An Exploration of Encoder-Decoder Approaches to Multi-Label
Classification for Legal and Biomedical Text
- URL: http://arxiv.org/abs/2305.05627v1
- Date: Tue, 9 May 2023 17:13:53 GMT
- Title: An Exploration of Encoder-Decoder Approaches to Multi-Label
Classification for Legal and Biomedical Text
- Authors: Yova Kementchedjhieva and Ilias Chalkidis
- Abstract summary: We compare four methods for multi-label classification, two based on an encoder only, and two based on an encoder-decoder.
Our results show that encoder-decoder methods outperform encoder-only methods, with a growing advantage on more complex datasets.

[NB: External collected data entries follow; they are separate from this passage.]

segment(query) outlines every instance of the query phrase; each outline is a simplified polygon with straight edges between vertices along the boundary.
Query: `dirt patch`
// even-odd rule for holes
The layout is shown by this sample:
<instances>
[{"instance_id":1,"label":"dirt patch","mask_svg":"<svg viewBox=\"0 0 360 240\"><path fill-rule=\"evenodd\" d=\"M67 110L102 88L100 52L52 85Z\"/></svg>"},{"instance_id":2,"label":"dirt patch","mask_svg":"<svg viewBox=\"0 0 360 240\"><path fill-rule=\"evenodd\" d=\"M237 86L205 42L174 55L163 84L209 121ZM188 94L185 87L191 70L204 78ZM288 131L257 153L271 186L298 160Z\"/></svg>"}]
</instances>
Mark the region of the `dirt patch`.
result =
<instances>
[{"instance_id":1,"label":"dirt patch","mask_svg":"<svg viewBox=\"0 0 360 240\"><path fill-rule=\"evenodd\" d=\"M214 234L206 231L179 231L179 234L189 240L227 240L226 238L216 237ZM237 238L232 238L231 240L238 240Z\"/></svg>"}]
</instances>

- Score: 20.100081284294973
- License: http://creativecommons.org/licenses/by-sa/4.0/
- Abstract: Standard methods for multi-label text classification largely rely on
encoder-only pre-trained language models, whereas encoder-decoder models have
proven more effective in other classification tasks. In this study, we compare
four methods for multi-label classification, two based on an encoder only, and
two based on an encoder-decoder. We carry out experiments on four datasets -two
in the legal domain and two in the biomedical domain, each with two levels of
label granularity- and always depart from the same pre-trained model, T5. Our
results show that encoder-decoder methods outperform encoder-only methods, with
a growing advantage on more complex datasets and labeling schemes of finer
granularity. Using encoder-decoder models in a non-autoregressive fashion, in
particular, yields the best performance overall, so we further study this
approach through ablations to better understand its strengths.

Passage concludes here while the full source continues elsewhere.